File structure for training (encoder, synthesizer (vocoder)) #934

Dannypeja · 2021-12-02T06:38:49Z

I want to train my own model on the mozilla common voice dataset.
All .mp3s are delivered in one folder with accompanying .tsv lists. I understood, that next to an utterance the corresponding .txt has to reside.
But what about folder structre. Can I leave all .mp3s in that one folder or do I have to split them into one subdirectory for every speaker (i'd hate to do that.).

I would be very thankful if somebody could help me with the code adjustments since I am quite new to all of this :)

Bebaam · 2021-12-03T16:21:05Z

#437 (comment)

I would suggest to use that structure. You can just sort the files according to the respective speaker. These informations should be contained in the commonVoice dataset.

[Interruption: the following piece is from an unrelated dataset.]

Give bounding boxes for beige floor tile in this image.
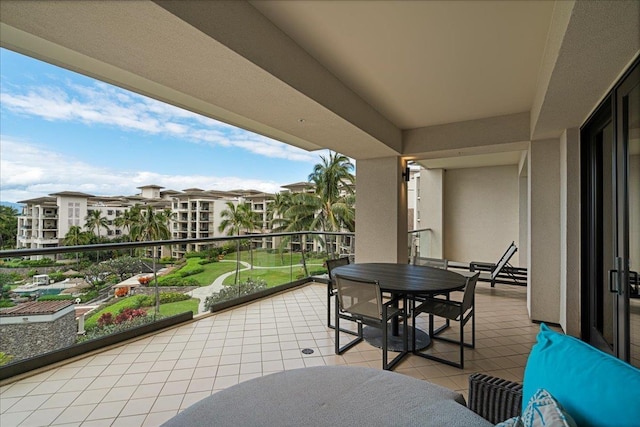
[19,407,65,426]
[119,397,156,417]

Dannypeja · 2021-12-03T18:15:57Z

So the trainers for all components use folder structure to distinguish speakers?

Bebaam · 2021-12-04T00:21:48Z

Yes, only that encoder does not need text files. That's why it is easier to obtain train data. U can use 10000+ speakers for encoder, they don't need best quality and also benefit from some lower quality files such that they can make use of noisy audio, too. But for the synthesizer you should only use good quality audio with I think at least 300 speakers.

Dannypeja · 2021-12-04T08:56:31Z

Will it be a problem that commonvoice is mp3 and mailabs is wav if I want to use them in the same training?

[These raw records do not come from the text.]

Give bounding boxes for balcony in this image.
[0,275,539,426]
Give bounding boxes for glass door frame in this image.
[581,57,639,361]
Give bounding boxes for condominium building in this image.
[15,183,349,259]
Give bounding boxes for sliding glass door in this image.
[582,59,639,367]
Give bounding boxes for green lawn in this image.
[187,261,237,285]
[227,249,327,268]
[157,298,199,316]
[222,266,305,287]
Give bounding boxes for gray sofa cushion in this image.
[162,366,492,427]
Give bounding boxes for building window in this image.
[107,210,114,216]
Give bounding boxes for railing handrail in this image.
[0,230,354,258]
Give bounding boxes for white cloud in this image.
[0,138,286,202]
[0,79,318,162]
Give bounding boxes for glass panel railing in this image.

Bebaam · 2021-12-04T10:36:27Z

I'm not sure, but I don't think that it would be a problem. But you could easily convert CommonVoice to wav, it will take a few hours.

AlexSteveChungAlvarez · 2021-12-06T19:33:32Z

You don't need to split them into one subdirectory for each speaker, but the folder levels (hierarchy) need to be the same.

Dannypeja · 2021-12-06T20:10:30Z

I don’t understand. Bebaam confirmed earlier that the speaker folders are used to recognise different Speakers. So do you say the opposite?
what do you mean by folder hierarchy? Could you give an example? Would it be possible to simply leave all recordings of all 15.000 speakers in one directory and add the .txts alongside them?

AlexSteveChungAlvarez · 2021-12-06T20:25:24Z

I already trained 3 times with different datasets, I am doing a fourth one right now, just by using this folder hierarchy:

*datasets_root
    * subfolder
        * folder1
            * folder2
                * folder3
                    * audio
                    * text
                    * audio
                    * text
                    * .
                    * .
                    * .

You can leave the whole 15000 recordings in one directory with the txts, I did that.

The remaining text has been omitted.